4.9
December 17, 2011

OccupyYogaClass. ~ Emma Dines

Photo credit: Justin Bale

Every Thursday night at Queen Street Yoga there is a one hour pay-what-you-can community class. We offer this class to make yoga accessible to everyone regardless of income. I have had the delight of teaching this class for the past year.

I did not teach the community class the other night.

I was there. I was at the front of the room, and walking around. I was calling out instructions, moving people through sequences, giving adjustments. But I was definitely not teaching. I was being taught.

When the class began and I opened my mouth to speak, I could feel myself shaking. I knew that the theme that I had planned was deeply significant to me, deeply resonant. And I knew, within the first few words that came out of my mouth, that what I was saying was connecting. Eyes brightened, smiles opened, one student began poking his girlfriend in the ribs with excitement.

I was talking about Occupy.

I was talking about the excitement that was building around the movement. I was talking about the creativity exploding out of the camp-outs. I was talking about the strategy, the complexity, the necessity. I was talking about the new world that was emerging.

I shared with them a sign that I had seen pictured in the news, a cardboard placard that read “Do not mistake the complexity of this moment for chaos.” Heads nodded deeply. I explained that in yoga, one way to talk about the different energies that move through the world is to name them as deities. And that the deity who looks like chaos, but is really complexity, is Kali.

Kali

Kali, wild hair, red lolling tongue, dark blue skin, bloodshot eyes. Kali, whirling through the universe, destroying demons. She is the openness of all possibilities. She is the primal beginning of creativity. Kali, chaos. Kali, complexity.

We began to move together. We made our breath audible. With our hands and feet on the floor in downward dog, we pulled that chaotic energy up out of the earth and into the back of our hearts. Still breathing, we let it cook there. And then we began to expand. Powerfully, creatively, rooting ourselves back down into the earth. Drawing this new world into us and radiating it back out.

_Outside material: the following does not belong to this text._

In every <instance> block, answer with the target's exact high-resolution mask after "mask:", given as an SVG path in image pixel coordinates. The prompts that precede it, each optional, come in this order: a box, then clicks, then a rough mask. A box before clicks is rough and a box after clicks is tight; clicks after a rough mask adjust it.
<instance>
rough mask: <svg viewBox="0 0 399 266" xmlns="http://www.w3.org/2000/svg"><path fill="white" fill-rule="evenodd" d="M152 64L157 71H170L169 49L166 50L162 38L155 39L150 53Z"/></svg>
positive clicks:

We gathered in the middle of the room. Feet wide, toes turned out, deep squat. The stance of Kali. We reached our hands up, fingers wriggling, breath surging. We pulled this new world down from the sky, into our hearts, into our bellies. Legs burning, bodies roaring, we trembled with presence.

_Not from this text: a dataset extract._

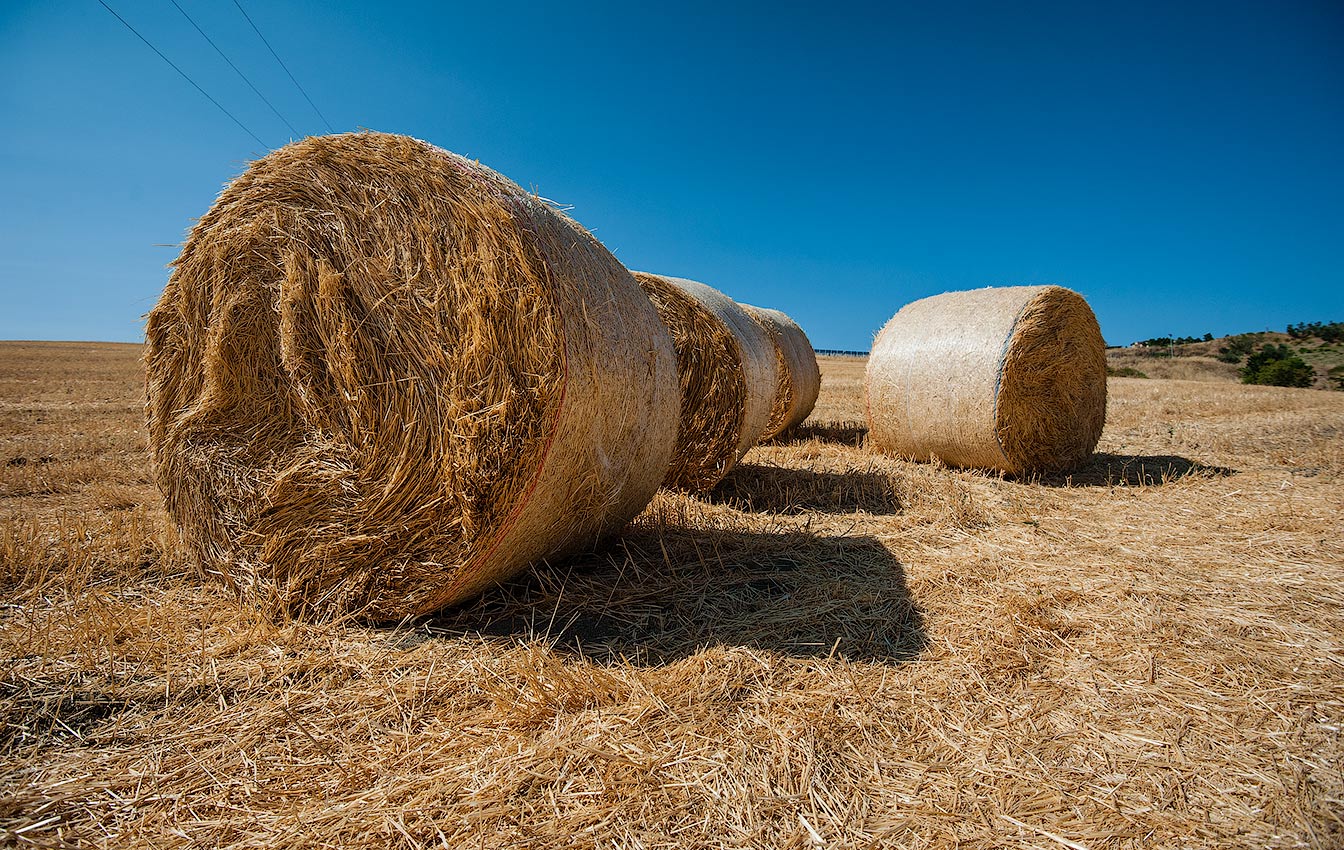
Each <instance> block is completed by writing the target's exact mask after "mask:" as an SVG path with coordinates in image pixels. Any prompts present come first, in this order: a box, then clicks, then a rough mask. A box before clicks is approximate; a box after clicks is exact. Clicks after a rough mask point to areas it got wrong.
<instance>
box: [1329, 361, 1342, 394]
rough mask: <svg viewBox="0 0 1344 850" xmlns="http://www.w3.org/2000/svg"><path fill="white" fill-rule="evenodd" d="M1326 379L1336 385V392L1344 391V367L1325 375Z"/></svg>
mask: <svg viewBox="0 0 1344 850" xmlns="http://www.w3.org/2000/svg"><path fill="white" fill-rule="evenodd" d="M1325 379H1327V381H1329V382H1331V383H1332V385H1335V389H1336V390H1344V366H1336V367H1333V369H1331V371H1328V373H1325Z"/></svg>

The room was hot. Twenty six pulsing hearts huddled in the centre of the room. We took utkatasana powerful pose, three times. In our final pose, we dedicated it to the 100 Percent. One hundred percent of beings living together on this planet. One source, one light, one universe.

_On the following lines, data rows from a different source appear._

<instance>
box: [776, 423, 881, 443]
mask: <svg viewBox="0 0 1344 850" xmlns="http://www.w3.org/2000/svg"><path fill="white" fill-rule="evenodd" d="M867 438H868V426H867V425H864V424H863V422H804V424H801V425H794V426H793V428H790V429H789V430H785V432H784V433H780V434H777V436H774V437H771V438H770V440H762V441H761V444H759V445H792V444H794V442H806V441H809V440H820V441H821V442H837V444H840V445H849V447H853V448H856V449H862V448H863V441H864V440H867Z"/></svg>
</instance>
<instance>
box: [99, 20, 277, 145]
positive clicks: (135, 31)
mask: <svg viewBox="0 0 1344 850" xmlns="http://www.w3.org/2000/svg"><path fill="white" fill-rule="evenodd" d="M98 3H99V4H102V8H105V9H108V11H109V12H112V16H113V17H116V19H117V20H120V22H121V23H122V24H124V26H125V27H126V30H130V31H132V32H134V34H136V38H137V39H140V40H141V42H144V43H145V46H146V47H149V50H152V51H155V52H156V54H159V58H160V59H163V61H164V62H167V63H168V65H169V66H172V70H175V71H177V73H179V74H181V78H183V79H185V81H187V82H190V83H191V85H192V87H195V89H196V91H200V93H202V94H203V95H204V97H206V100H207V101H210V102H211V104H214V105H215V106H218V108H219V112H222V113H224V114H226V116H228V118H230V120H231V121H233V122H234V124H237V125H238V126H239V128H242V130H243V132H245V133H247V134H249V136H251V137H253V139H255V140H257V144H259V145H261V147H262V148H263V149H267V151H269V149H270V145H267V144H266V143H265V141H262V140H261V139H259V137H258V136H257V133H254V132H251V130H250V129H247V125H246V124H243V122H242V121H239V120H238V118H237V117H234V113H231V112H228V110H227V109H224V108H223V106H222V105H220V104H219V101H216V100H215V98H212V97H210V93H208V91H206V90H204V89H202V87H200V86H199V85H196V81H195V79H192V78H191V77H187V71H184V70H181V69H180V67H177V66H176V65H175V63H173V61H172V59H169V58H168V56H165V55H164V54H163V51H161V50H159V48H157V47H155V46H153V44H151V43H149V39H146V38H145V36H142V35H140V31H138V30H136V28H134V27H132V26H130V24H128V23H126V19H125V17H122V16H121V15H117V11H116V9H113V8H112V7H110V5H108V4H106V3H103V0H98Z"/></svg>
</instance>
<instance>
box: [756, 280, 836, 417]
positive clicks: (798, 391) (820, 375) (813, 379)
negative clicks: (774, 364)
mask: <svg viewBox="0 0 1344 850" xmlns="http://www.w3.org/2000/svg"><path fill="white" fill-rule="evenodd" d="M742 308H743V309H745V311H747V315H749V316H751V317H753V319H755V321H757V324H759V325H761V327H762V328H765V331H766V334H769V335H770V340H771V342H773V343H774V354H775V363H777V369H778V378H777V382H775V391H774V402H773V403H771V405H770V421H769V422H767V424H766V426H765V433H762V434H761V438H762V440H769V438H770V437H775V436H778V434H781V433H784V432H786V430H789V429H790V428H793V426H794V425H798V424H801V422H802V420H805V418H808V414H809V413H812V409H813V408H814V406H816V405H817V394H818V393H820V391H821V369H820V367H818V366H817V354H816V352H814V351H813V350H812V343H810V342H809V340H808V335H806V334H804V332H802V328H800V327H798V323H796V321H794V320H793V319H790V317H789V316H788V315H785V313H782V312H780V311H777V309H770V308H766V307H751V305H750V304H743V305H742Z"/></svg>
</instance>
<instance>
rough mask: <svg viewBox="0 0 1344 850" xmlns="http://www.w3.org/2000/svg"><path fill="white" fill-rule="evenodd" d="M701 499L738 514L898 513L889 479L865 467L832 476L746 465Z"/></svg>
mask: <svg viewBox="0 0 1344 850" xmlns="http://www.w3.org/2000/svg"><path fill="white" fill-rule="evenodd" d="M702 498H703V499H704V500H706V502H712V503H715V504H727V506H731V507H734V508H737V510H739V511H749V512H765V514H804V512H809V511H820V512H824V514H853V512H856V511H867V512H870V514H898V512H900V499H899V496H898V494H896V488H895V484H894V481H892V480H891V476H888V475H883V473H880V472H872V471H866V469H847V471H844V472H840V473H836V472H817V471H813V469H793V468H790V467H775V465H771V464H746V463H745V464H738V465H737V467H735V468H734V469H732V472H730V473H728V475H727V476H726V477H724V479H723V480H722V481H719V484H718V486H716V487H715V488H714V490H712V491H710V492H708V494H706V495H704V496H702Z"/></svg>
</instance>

A passage from political writer Arundhati Roy had come to me during the day and was echoing in my head. I spoke it aloud to the room. “Another world is not only possible, she is on her way. And on a quiet day, I can hear her breathing.”

As we cooled and settled into savasana, I could feel the power in the room. I could feel palpably the desire and the capacity for this new world. I could feel it in the breath circling through the room. I could feel it in the silence that settled over us in the dimming light. I could feel it in my throat as I began to chant.

I could hear her breathing.


Emma Dines is a poet, gardener and keeper of chickens based out of Waterloo, Ontario. She teaches at Queen Street Yoga and loves writing, tending to her flock, and making soup.